Well, as of a week ago we have all of our shaders working fully in Monogame the game renders all the stuff now! Our steady stream of profanity-chat has since been directed towards the creation of some new shaders which I think I’ll announce after you see them. While me and Jan may never agree on the issue of caffeine vs taurine, we will both agree that shader debugging requires one of those plus a healthy serving of profanity and liberal sharing of this meme. We’ve unlocked an entirely new world of both frustration and possibilities with the new shader model and things are already looking a lot better…like a LOT better. I’ll post a list of the new stuff we’ve added once it’s all in there and you are oogling at the spectacular new visuals.
I’ve also got access to UI artwork now, so I’ve finally started the project that was supposed to be the point of this whole massive update. Navigating your ship is going to look a lot cleaner, and you are going to have access to a lot more information about your ship and its systems. Note that we are probably only going to be overhauling the ship navigation screen and some of the game menus for this update. I’d like to have every screen in a state ready to be shipped, but since we aren’t feature complete yet those screens are still being changed too rapidly to nail down with a proper interface right now. The good news is that we think we ‘ve finally settled on a stylization that can be replicated through the rest of the game, and that means future UI work will require less pacing around and cussing for us to design.
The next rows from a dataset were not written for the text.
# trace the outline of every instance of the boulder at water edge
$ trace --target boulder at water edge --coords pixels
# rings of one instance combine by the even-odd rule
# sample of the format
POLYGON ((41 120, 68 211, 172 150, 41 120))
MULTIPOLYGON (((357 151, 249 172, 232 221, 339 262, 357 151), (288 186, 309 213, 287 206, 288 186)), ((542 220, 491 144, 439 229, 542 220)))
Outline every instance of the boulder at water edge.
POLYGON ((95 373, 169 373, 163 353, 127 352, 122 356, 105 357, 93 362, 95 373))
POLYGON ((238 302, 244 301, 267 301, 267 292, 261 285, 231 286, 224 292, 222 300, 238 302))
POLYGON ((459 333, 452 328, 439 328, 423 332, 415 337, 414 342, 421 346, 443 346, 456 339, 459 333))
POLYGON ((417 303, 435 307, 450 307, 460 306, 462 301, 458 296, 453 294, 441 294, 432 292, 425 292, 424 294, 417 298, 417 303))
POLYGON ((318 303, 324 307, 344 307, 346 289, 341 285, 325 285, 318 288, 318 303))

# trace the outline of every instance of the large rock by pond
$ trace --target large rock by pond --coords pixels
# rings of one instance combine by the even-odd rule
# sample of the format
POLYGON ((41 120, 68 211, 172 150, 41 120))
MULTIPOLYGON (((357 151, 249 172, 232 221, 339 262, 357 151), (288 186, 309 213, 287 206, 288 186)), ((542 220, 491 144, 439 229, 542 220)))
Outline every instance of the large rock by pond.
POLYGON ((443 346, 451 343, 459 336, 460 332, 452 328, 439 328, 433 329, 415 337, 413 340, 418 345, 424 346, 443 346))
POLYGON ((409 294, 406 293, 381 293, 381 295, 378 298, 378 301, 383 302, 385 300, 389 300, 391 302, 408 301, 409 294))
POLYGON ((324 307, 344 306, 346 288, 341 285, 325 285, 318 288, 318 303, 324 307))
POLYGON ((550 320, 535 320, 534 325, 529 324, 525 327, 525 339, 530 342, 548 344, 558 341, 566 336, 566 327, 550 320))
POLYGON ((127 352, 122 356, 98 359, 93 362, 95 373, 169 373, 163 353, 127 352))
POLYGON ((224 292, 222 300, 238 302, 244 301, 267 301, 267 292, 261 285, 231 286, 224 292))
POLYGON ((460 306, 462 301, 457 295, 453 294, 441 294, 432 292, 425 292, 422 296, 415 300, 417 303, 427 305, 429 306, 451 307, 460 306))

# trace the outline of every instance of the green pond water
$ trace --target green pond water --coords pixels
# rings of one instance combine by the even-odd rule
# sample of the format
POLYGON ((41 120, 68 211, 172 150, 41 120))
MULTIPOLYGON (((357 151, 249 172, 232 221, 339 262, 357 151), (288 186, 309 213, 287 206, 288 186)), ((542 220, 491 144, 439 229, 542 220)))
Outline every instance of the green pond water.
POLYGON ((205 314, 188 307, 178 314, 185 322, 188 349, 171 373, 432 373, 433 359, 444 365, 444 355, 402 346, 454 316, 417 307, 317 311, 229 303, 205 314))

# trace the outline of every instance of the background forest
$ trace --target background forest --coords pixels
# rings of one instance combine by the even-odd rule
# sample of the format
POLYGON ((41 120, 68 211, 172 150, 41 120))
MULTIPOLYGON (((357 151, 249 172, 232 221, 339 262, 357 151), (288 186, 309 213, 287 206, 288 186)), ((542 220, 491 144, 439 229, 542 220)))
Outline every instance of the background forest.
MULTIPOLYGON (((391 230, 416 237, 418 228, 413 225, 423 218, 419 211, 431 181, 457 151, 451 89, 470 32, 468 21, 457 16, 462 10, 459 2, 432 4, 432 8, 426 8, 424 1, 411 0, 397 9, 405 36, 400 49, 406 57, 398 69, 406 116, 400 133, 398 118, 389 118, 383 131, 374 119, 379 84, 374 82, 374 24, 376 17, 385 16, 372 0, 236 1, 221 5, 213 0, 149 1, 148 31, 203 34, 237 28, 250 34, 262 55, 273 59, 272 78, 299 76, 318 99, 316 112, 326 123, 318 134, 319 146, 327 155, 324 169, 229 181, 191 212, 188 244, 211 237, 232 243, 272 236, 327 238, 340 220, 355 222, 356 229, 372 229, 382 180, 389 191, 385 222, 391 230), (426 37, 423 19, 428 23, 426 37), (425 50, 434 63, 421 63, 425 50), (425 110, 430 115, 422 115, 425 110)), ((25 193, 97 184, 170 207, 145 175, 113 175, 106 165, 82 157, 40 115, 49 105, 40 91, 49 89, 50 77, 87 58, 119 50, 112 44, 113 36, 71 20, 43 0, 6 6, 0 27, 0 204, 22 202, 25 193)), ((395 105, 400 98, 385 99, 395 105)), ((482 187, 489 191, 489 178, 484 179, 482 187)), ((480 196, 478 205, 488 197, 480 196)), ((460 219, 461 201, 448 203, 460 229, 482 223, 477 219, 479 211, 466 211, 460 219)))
The biggest task with regards to ship navigation UI is finishing up the frameworks that will allow interaction with your ship interior while flying. That means crew information and system information needs to be processed and viewed while flying and I’m building some new systems to accommodate that. These changes are also going to tie into the bridge modules as they are your primary portal between the ship interior and exterior. In the future, different bridge modules are going to allow access to different amounts of systems inside your ship. You will have a hotbar for interacting with some modules during flight that are going to add a lot of depth to both ship design and combat while making ship control a bit more intuitive. “All power to engines” is a very complex type of thing to implement when power flows and paths through a dynamic network of conduits on another thread, but none of that needs to be confusing to the user, the new UI should let you do that with the press of a button, and so much more.
I’d say we’re easily more than half done with this thing. We are now working through the todo list to finish up the big projects that got started so we can get the game back into a playable state for testing. I’d really like to have 0.3.0.00 out before mid July, but since the last step is testing and debugging that also means the last step has no simple time estimate. The main source of delays that I can foresee is that we might decide one of these new systems warrants putting in more content before release.